Principal Investigator:  Oliver M. Bautista, Ph.D.

 
The Biostatistics Center served as the Biostatistical Analysis Center for A Clinical Trial in Overt Nephropathy (ACTION); two multi- center clinical trials on the pharmacological inhibition of the formation of advanced glycated endproducts (AGE) in diabetics with chronic renal disease using pimagedine. ACTION I was conducted in insulin dependent diabetes mellitus (IDDM) participants; ACTION II was conducted in non-insulin dependent diabetes mellitus (NIDDM) participants.

ACTION I and II were double-masked, multiple-dose, placebo-controlled, randomized clinical trials designed to evaluate the safety and efficacy of advanced glycosylated endproduct inhibition (AGEi) using pimagedine in retarding the rate of progression of renal disease in participants with overt diabetic nephropathy. In ACTION I and II, one-third of the participants were randomized to placebo and two-thirds were randomized to either a low or high dose of pimagedine. The primary endpoint in both ACTION I and II is the time from randomization to the doubling of baseline serum creatinine. Efficacy is evaluated by comparing the placebo group versus the combined low and high pimagedine dose groups with respect to the primary outcome. In addition to the progression of renal disease, ACTION included evaluations of fundus photographs and a pharmacoeconomic evaluation.

During 31 months from February 1994 to September 1996, 56 clinical sites in the US and Canada randomized a total of 690 participants into ACTION I. Randomized participants were followed with quarterly visits until the scheduled administrative censoring period during the third quarter of 1998. With over 1,700 participant-years of follow-up accumulated in ACTION I, the combined pimagedine dose group showed a tendency of having a lower risk of doubling of serum creatinine. However, the observed difference between the placebo group and the combined pimagedine dose group with respect to the primary outcome did not reach statistical significance. The combined pimagedine dose group was also observed to have statistically significant lower levels of triglycerides, LDL cholesterol, and urine protein.

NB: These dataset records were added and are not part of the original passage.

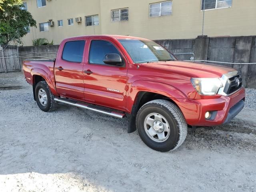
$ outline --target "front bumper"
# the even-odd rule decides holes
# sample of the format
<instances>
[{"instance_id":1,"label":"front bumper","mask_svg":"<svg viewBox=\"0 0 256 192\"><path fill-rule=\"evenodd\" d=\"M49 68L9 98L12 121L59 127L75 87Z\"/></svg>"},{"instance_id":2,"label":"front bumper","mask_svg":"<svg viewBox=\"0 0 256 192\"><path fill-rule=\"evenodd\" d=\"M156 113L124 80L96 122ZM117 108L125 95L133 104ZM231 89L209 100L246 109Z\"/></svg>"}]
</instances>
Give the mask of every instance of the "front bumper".
<instances>
[{"instance_id":1,"label":"front bumper","mask_svg":"<svg viewBox=\"0 0 256 192\"><path fill-rule=\"evenodd\" d=\"M228 96L209 99L178 99L177 104L187 123L193 126L214 126L229 123L240 112L244 105L244 88ZM206 119L207 111L214 112L211 120Z\"/></svg>"}]
</instances>

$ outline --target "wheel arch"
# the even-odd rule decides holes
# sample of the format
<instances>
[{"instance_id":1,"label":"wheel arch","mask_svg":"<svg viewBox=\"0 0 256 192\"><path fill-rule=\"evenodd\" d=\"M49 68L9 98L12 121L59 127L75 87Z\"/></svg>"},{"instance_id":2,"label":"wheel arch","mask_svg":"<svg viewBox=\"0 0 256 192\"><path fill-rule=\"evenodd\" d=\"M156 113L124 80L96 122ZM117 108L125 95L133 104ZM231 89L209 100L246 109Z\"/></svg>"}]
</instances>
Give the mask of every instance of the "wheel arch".
<instances>
[{"instance_id":1,"label":"wheel arch","mask_svg":"<svg viewBox=\"0 0 256 192\"><path fill-rule=\"evenodd\" d=\"M36 84L40 81L45 81L51 90L52 92L56 96L58 96L55 89L55 79L54 76L50 76L51 73L48 73L44 70L38 68L33 68L31 70L32 76L32 82L33 86L33 93L34 98L36 100L35 96L35 89ZM52 76L54 74L52 74Z\"/></svg>"},{"instance_id":2,"label":"wheel arch","mask_svg":"<svg viewBox=\"0 0 256 192\"><path fill-rule=\"evenodd\" d=\"M177 106L182 113L176 98L185 98L186 96L178 89L164 83L144 80L134 82L130 89L127 103L128 111L130 112L128 133L136 130L136 116L140 108L152 100L164 99L170 101Z\"/></svg>"}]
</instances>

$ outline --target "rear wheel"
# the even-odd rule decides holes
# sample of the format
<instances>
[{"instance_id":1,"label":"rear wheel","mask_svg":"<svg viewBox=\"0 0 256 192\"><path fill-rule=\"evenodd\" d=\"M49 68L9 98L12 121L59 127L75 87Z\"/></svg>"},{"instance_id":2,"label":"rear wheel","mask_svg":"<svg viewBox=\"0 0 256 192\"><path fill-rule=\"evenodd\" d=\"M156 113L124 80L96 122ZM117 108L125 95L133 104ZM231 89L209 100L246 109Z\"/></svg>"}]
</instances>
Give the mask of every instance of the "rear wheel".
<instances>
[{"instance_id":1,"label":"rear wheel","mask_svg":"<svg viewBox=\"0 0 256 192\"><path fill-rule=\"evenodd\" d=\"M40 109L46 112L55 110L58 107L58 102L54 101L55 96L45 81L38 83L35 89L36 100Z\"/></svg>"},{"instance_id":2,"label":"rear wheel","mask_svg":"<svg viewBox=\"0 0 256 192\"><path fill-rule=\"evenodd\" d=\"M162 152L174 150L181 145L188 131L178 107L160 99L141 107L136 118L136 126L142 141L150 148Z\"/></svg>"}]
</instances>

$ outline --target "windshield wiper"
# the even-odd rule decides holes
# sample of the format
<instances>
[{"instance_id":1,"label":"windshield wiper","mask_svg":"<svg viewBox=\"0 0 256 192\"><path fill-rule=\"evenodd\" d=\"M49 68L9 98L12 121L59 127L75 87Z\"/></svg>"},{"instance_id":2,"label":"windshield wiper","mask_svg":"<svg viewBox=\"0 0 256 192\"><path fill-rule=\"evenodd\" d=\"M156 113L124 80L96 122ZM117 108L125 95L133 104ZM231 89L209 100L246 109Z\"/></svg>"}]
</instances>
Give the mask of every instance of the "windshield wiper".
<instances>
[{"instance_id":1,"label":"windshield wiper","mask_svg":"<svg viewBox=\"0 0 256 192\"><path fill-rule=\"evenodd\" d=\"M162 60L159 60L160 61L175 61L175 60L174 59L163 59Z\"/></svg>"},{"instance_id":2,"label":"windshield wiper","mask_svg":"<svg viewBox=\"0 0 256 192\"><path fill-rule=\"evenodd\" d=\"M147 63L154 63L155 62L159 62L159 61L150 61L147 62Z\"/></svg>"}]
</instances>

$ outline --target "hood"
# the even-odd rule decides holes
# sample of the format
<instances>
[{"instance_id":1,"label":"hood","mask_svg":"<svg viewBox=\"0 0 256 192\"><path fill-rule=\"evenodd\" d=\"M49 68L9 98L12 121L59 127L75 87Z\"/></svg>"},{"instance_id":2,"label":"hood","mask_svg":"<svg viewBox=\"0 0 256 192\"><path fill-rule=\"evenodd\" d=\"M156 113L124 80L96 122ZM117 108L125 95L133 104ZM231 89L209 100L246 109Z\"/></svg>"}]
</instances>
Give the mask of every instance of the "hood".
<instances>
[{"instance_id":1,"label":"hood","mask_svg":"<svg viewBox=\"0 0 256 192\"><path fill-rule=\"evenodd\" d=\"M187 74L190 77L220 78L223 74L236 70L230 67L200 62L181 61L154 62L141 64L145 67Z\"/></svg>"}]
</instances>

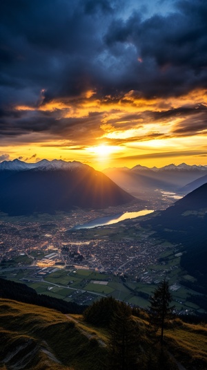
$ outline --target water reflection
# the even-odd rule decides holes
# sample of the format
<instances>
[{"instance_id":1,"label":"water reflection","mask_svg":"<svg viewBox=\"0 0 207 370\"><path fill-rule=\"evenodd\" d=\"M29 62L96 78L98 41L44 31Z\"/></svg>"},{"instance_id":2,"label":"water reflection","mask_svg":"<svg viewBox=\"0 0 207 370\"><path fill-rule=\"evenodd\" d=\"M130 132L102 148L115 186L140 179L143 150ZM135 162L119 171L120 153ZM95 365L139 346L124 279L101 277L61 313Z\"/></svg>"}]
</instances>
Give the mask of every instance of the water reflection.
<instances>
[{"instance_id":1,"label":"water reflection","mask_svg":"<svg viewBox=\"0 0 207 370\"><path fill-rule=\"evenodd\" d=\"M138 212L125 212L123 214L115 214L115 216L101 217L99 219L96 219L88 223L77 225L77 226L73 228L73 230L91 229L92 228L97 228L97 226L103 226L104 225L112 225L113 223L117 223L117 222L129 219L135 219L135 217L139 217L140 216L146 216L153 212L153 210L142 210L141 211Z\"/></svg>"}]
</instances>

During 17 months from July 1995 to December 1996, 84 clinical sites in the US and Canada enrolled a total of 599 participants into ACTION II. Participants were followed with quarterly visits, with administrative censoring scheduled during the third quarter of 1999. On March of 1998, having accumulated 50% of the total information anticipated for ACTION II, the ACTION I and II External Safety Monitoring Committee (ESMC) recommended the early termination of the ACTION II trial due to safety concerns and apparent lack of efficacy.

Funding for ACTION I and II was provided by Alteon, Inc., 1993- 1998; IND 29,629.)